The Bush administration’s record compares favorably with what the Clinton administration tried to do in Africa. After helping to block any U.N. action that might have prevented the genocide in Rwanda in 1994, the Clinton administration never ceased to praise itself for its involvement in Africa. Much of the celebrated engagement revolved around the creation of commissions, ministerial talking shops and U.N. sessions, even while the actual American diplomatic presence on the continent was atrophying. In President Clinton’s much-heralded 1998 trip to Africa, he did not mention AIDS, even though it was already ravaging the continent. Later, his administration recognized the danger posed by AIDS and developed and signed into law the African Growth and Opportunity Act, a major initiative to promote trade with Africa. However, the Clinton administration was never successful in mobilizing new development resources for Africa’s problems.
Why do President Bush’s many domestic and foreign critics ignore his Africa initiative? They do so because it clashes with their mantra concerning the Bush administration’s supposed lack of interest in foreign affairs outside of the war on terror. It would, quite simply, produce too much cognitive dissonance.
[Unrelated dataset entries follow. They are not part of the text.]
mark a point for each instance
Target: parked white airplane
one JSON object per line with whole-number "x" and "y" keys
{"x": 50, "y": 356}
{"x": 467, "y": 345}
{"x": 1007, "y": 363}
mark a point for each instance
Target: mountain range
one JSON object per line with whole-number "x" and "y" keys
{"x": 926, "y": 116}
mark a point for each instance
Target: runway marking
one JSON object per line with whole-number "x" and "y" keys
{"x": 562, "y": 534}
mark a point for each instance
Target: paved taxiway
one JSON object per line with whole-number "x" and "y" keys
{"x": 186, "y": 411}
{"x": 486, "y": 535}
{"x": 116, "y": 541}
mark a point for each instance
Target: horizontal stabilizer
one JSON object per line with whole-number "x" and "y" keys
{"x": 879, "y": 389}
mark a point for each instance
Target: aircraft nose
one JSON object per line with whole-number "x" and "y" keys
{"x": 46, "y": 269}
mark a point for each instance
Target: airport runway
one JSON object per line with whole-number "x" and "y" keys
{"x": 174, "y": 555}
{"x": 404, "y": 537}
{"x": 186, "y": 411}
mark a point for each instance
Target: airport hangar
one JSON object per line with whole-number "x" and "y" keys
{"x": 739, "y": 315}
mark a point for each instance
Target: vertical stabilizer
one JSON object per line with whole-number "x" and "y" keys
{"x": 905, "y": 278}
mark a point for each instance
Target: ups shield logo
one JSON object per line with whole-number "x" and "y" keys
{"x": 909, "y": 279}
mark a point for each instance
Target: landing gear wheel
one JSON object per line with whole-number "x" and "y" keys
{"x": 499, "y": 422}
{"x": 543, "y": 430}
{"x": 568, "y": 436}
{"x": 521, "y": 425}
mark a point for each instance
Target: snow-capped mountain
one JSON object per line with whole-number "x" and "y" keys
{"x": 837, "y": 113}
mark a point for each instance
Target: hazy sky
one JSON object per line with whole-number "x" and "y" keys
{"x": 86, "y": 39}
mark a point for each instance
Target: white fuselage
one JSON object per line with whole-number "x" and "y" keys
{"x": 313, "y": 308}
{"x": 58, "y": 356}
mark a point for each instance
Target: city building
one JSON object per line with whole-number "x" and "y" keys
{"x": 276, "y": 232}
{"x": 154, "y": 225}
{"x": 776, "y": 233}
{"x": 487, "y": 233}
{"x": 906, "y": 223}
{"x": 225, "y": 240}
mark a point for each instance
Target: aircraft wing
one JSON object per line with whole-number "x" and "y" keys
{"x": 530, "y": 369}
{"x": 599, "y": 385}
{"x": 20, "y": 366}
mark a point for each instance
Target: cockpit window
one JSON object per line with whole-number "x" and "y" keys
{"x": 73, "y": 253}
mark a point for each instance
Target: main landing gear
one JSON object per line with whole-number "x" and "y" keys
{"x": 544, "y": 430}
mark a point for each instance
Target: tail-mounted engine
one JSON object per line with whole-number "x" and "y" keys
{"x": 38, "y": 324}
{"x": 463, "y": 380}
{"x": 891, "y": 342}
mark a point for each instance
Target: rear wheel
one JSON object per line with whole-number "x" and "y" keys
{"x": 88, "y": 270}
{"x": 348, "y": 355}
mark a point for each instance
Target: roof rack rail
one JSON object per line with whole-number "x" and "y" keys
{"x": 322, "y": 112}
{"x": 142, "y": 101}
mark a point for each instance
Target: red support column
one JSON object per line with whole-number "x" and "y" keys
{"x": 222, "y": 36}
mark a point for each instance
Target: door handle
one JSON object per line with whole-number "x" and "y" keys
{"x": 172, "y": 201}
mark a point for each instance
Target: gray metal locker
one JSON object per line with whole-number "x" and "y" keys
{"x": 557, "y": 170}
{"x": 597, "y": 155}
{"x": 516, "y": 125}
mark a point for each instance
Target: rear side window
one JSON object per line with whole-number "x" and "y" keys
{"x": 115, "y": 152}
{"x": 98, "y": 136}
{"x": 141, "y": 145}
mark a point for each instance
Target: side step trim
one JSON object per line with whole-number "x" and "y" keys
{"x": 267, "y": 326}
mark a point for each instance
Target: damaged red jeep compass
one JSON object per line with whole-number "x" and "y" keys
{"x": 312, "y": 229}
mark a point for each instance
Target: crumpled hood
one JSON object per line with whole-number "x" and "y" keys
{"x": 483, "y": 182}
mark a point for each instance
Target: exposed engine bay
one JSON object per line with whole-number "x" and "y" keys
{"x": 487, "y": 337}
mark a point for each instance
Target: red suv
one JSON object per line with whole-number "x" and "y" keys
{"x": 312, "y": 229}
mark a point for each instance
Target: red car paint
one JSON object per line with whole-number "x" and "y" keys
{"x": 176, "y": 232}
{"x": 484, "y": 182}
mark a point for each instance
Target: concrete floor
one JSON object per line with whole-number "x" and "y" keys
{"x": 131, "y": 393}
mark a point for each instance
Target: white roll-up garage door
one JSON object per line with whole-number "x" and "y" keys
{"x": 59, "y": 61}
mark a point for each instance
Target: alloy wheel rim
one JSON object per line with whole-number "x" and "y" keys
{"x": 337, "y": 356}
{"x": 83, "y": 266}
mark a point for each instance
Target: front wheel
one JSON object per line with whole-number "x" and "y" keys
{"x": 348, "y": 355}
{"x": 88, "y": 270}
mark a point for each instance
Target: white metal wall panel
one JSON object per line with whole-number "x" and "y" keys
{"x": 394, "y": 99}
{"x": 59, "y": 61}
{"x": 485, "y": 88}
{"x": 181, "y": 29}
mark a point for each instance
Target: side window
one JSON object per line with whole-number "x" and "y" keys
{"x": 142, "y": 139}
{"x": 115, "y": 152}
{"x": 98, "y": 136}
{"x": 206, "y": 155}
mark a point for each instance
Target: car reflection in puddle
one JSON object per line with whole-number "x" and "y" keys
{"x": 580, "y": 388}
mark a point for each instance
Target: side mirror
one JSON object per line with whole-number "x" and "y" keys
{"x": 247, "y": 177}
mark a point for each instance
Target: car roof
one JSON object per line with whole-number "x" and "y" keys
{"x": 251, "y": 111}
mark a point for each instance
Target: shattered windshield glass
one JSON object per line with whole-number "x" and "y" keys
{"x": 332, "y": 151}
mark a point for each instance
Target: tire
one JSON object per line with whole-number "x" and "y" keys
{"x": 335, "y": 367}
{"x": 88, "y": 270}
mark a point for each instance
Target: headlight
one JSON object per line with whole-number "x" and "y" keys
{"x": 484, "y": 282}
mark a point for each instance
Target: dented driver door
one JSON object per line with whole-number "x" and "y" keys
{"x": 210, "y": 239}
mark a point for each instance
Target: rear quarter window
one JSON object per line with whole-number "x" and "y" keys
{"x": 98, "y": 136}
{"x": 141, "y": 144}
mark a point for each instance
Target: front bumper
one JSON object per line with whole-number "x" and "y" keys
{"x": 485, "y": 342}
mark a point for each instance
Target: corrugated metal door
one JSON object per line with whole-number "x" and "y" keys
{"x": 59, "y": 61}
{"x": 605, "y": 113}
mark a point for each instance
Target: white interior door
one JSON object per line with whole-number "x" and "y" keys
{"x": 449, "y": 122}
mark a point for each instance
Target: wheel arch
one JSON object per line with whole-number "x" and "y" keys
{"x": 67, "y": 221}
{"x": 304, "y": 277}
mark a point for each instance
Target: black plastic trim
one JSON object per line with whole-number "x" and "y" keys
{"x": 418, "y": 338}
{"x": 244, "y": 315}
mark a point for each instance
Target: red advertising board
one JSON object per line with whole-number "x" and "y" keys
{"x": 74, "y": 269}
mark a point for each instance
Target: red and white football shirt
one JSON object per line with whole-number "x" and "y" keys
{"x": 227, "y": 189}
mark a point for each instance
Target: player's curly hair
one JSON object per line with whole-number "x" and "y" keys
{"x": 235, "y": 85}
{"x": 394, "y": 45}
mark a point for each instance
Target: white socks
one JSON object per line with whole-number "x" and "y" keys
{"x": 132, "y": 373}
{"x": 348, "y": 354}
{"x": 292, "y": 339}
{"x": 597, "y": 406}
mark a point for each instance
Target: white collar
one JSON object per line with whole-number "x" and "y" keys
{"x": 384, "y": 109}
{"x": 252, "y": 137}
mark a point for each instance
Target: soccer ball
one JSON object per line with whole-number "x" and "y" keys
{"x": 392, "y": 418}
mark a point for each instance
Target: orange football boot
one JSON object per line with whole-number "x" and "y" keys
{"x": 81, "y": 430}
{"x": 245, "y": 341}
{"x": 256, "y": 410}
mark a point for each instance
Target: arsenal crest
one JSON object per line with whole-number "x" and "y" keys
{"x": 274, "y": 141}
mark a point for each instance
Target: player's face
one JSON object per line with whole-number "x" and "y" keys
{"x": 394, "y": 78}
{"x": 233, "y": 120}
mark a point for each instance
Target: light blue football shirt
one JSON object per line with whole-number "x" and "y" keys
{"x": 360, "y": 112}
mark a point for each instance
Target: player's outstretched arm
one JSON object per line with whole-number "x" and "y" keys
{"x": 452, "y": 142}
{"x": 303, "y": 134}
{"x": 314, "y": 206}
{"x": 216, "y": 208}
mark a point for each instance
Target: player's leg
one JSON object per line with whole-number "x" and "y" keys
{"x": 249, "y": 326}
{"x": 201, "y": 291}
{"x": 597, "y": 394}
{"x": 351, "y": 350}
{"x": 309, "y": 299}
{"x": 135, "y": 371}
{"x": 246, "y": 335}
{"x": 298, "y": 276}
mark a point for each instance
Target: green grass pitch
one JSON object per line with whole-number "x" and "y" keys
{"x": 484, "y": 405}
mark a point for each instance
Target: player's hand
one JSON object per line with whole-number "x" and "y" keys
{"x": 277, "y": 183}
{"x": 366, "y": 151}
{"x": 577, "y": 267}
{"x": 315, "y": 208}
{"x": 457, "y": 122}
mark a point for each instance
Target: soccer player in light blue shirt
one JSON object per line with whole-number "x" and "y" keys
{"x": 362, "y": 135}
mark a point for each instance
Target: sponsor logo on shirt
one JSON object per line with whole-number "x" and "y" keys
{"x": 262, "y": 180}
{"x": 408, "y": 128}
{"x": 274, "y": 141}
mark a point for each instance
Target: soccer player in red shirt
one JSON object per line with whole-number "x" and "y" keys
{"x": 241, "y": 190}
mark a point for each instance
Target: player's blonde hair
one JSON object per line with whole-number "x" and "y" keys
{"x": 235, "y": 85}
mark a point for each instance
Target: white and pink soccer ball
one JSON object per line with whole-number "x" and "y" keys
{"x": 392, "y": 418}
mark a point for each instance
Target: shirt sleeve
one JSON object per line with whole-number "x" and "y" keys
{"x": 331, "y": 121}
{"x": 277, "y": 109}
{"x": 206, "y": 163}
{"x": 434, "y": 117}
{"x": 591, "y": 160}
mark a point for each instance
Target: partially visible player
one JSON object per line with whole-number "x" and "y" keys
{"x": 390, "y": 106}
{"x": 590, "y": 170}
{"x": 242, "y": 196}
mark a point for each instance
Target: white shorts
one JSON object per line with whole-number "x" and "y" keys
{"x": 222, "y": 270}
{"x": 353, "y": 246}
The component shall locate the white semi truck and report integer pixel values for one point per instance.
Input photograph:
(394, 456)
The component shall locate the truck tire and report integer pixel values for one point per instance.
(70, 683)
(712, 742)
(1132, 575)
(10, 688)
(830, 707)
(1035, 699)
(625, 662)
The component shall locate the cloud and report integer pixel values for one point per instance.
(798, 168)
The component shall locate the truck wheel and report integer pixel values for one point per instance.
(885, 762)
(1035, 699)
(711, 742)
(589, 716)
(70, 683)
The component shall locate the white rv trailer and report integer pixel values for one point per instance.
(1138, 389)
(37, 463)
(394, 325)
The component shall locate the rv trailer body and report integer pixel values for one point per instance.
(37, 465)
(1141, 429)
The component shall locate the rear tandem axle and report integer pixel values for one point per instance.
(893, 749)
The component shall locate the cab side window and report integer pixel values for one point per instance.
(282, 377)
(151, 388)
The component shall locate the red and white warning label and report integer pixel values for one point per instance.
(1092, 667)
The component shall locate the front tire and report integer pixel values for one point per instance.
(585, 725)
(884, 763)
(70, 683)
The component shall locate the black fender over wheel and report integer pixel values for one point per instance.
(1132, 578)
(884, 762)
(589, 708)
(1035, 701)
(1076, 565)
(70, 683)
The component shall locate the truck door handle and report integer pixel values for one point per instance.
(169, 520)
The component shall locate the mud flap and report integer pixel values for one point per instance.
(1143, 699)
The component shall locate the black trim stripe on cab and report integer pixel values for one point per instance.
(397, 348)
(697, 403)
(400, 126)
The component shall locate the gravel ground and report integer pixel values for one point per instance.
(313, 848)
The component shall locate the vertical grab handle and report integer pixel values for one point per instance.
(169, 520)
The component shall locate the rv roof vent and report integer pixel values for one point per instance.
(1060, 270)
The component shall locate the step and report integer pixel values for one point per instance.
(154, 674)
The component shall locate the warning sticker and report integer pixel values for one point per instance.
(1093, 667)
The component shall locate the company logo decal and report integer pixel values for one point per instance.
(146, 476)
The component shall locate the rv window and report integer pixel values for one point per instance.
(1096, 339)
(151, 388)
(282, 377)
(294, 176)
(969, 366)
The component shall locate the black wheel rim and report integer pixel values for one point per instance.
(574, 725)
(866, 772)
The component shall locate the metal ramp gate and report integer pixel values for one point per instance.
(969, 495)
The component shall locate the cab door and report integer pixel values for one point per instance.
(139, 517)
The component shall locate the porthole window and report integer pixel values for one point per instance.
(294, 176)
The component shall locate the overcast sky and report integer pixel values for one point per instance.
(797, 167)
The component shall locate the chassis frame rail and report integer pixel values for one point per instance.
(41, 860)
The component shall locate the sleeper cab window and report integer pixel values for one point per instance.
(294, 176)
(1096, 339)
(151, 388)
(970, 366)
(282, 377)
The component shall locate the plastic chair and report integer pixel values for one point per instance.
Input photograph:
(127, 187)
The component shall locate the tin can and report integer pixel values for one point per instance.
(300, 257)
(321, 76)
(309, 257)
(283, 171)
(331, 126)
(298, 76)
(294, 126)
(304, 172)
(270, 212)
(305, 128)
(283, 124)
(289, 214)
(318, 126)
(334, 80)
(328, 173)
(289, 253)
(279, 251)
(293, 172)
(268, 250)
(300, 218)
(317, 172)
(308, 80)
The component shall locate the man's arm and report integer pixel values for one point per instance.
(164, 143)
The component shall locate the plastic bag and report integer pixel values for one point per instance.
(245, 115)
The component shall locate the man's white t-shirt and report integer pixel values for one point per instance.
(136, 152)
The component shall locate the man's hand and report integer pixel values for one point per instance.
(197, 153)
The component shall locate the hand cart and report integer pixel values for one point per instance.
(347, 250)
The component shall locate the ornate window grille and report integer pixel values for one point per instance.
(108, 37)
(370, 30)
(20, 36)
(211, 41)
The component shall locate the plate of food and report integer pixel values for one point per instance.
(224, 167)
Nelson Mandela, for instance, has threatened not to meet with President Bush because of his annoyance over the Iraq operation. While obsessed with American policy toward the Middle East, Mr. Mandela ignores the fact that the U.S. is trying to do a tremendous amount to combat AIDS in South Africa. Indeed, it is arguable that George W. Bush will do more to combat AIDS in South Africa than either Mr. Mandela or the current South African President Thabo Mbeki, who does not seem to understand the enormousness of the threat that the virus poses to his country. American officials report even now that they cannot spend all of the money that the U.S. has budgeted to combat AIDS in South Africa because of the difficulties of dealing with the South African government.
More cynically, critics of the Bush administration cannot afford to recognize current progress in Africa policy. For Democrats, an absolutely critical priority is to hold on to the African-American vote, which is overwhelmingly Democratic. Any effort by the Bush administration to adopt policies that might appeal to African Americans has to be strenuously denied by the Democrats because even mild Republican inroads into such a core constituency would swing some elections toward President Bush’s party. Analogously, the French and some other countries have defined much of their foreign policy as being opposed to American unilateralism and, sometimes, to whatever initiative Washington undertakes. Giving full credit to the Bush administration for its Africa policies would so undermine the appeal of opposing America that it is almost an imperative that the current Africa initiatives be ignored.
While the Bush administration is clearly committed to Africa, there is still a tremendous amount to be done. Notwithstanding immediate measures in the Liberian conflict, to date the U.S. has failed to develop successful policies toward the constellation of conflicts in West Africa, the seemingly endless war in the Democratic Republic of Congo, and the many other battles in Africa that have so paralyzed the continent in recent years and killed millions. It is hard to gloat about American policy toward Africa when so much of the continent is in flames. Still, no country can do everything and credit should be accorded for what the Bush administration, however improbably, has begun in Africa.
Mr. Herbst chairs the Department of Politics at Princeton.